Proposed law in U.S. seeks to stamp ‘Cyber Shield’ label on IoT device packaging

A new bill put forth by Democratic lawmakers in the U.S. seeks to establish a benchmark for the security of Internet of Things (IoT) products and stamp a label onto the product’s packaging, indicating that it’s certified under the Cyber Shield Act.

IoT deployments are taking both industry and households by storm, with some analysts projecting 60 billion such devices online by 2025. Acknowledging this trend, Senator Edward John Markley said in a statement that, “the IoT will also stand for the Internet of Threats until we put in place appropriate cybersecurity safeguards.”

The bill (PDF), recently submitted to both the Senate and the House, seeks to “establish a voluntary program to identify and promote internet-connected products that meet industry-leading cybersecurity and data security standards, guidelines, best practices, methodologies, procedures, and processes.”

The bill would create an advisory committee including:

• representatives from the products industry, including small, medium, and large businesses
• cybersecurity experts, including independent researchers in areas such as cryptanalysis, hardware and software security, wireless, and network security, cloud security, and data privacy
• public interest advocates
• a liaison from the Information Security and Privacy Advisory Board
• Federal employees with expertise in certification, covered devices, or cybersecurity, including employees of the Department of Commerce, the National Institute of Standards and Technology (NIST), the Federal Trade Commission (FTC), the Federal Communications Commission (FCC), and the Consumer Product Safety Commission

Another seat to fill is that of “an expert who shall ensure that, subject to subsection, the Advisory Committee conforms to and complies with the requirements under the Federal Advisory Committee Act (5 U.S.C. App.).”

Labels applied to covered products under the Cyber Shield program could be digital (i.e. advertised on the vendor’s website or other marketing materials) and / or physical (if feasible) and affixed to the product packaging.
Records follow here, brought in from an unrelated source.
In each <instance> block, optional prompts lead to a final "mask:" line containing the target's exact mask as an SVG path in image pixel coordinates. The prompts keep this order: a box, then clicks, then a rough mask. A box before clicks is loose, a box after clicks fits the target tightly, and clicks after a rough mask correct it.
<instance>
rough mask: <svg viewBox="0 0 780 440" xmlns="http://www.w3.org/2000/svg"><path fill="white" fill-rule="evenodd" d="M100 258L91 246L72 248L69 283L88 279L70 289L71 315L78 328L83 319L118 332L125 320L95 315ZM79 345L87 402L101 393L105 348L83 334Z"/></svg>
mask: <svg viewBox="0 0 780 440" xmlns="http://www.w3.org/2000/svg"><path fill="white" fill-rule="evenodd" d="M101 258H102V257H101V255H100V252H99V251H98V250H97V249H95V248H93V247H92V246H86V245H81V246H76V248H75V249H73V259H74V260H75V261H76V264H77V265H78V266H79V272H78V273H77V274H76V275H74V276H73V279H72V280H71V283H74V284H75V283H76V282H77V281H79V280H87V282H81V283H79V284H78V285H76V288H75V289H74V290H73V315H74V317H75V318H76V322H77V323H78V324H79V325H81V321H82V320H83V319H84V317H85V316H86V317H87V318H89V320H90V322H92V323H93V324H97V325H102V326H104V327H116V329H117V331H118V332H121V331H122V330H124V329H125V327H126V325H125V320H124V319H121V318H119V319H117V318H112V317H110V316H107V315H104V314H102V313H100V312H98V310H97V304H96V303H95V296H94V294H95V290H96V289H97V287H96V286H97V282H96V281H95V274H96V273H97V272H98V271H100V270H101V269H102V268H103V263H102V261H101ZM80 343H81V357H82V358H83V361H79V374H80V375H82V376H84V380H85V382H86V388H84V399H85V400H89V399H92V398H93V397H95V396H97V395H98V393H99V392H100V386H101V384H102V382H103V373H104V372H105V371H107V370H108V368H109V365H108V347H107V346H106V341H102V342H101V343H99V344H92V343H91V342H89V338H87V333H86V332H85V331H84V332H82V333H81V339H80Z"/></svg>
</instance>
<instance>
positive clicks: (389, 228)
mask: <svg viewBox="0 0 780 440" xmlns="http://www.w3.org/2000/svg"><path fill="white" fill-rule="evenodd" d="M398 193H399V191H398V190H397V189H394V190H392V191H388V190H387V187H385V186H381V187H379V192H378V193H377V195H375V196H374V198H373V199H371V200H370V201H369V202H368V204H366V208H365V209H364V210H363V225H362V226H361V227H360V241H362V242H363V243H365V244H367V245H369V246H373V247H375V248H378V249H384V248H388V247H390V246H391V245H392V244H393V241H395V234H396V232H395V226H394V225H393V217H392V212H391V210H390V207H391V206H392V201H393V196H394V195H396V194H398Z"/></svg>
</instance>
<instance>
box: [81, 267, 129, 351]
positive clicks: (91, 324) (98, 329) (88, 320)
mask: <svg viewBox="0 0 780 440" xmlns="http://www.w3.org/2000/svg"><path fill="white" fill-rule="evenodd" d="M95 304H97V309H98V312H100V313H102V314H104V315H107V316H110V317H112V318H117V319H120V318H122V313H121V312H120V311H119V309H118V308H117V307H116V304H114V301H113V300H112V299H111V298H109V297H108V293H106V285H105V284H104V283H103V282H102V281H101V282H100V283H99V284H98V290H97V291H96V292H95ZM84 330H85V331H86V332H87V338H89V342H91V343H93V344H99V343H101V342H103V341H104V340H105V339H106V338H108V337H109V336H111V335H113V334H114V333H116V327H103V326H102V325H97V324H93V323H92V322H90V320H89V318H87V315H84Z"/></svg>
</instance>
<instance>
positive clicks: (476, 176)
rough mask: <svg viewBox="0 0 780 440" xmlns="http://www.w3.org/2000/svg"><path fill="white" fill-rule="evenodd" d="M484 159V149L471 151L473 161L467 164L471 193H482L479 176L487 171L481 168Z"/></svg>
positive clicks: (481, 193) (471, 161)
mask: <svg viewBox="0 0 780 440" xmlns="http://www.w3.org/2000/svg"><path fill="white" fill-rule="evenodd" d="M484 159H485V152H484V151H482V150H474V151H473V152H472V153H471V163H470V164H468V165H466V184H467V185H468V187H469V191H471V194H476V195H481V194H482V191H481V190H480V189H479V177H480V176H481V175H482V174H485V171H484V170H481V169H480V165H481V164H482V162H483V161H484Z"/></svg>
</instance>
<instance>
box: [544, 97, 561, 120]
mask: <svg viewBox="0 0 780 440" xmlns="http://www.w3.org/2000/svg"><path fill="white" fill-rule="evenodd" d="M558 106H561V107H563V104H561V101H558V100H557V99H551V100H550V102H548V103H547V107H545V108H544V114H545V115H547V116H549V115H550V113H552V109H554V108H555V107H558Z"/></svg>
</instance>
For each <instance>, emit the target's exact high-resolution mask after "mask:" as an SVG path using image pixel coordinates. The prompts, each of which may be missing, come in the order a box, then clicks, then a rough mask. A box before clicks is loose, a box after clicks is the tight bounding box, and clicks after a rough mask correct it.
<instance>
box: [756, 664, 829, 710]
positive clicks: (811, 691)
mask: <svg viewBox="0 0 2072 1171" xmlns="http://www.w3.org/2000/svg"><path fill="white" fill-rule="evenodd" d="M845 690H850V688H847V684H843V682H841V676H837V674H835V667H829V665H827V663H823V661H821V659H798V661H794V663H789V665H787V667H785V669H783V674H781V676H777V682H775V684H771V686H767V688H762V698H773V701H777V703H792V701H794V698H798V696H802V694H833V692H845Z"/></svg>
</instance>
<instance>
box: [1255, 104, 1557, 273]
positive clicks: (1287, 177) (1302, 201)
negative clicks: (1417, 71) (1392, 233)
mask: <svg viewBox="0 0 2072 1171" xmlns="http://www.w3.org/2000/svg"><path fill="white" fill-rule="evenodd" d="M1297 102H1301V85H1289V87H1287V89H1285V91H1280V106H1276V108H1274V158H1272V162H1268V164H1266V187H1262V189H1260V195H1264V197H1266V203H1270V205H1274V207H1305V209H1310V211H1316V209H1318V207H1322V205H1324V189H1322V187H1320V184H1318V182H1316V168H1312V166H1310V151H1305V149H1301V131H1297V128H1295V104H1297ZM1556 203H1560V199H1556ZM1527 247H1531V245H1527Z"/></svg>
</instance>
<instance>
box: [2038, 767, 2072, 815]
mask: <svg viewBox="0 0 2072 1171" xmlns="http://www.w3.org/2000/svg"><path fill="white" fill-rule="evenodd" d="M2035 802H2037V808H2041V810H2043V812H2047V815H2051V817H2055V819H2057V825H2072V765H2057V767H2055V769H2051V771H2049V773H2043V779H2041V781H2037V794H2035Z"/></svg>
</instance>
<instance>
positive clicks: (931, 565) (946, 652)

Interestingly, legislators propose that the label take on different grades showing how thoroughly a covered product meets the security standards.

Program members are prohibited from establishing any cybersecurity and data security benchmark that can be considered arbitrary, capricious, an abuse of discretion or otherwise not in accordance with law.

The committee and IoT vendors will share the responsibility of educating the public about the Cyber Shield program.

“With more than 60 billion IoT devices projected to be in our pockets and homes by 2025, cybersecurity continues to pose a direct threat to economic prosperity, privacy, and our nation’s security,” Markley added. “By creating a cybersecurity certification program, the Cyber Shield Act will give consumers a seal of approval for more secure products, as well as encourage manufacturers to adopt the best cybersecurity practices so they can compete in the marketplace for safety.”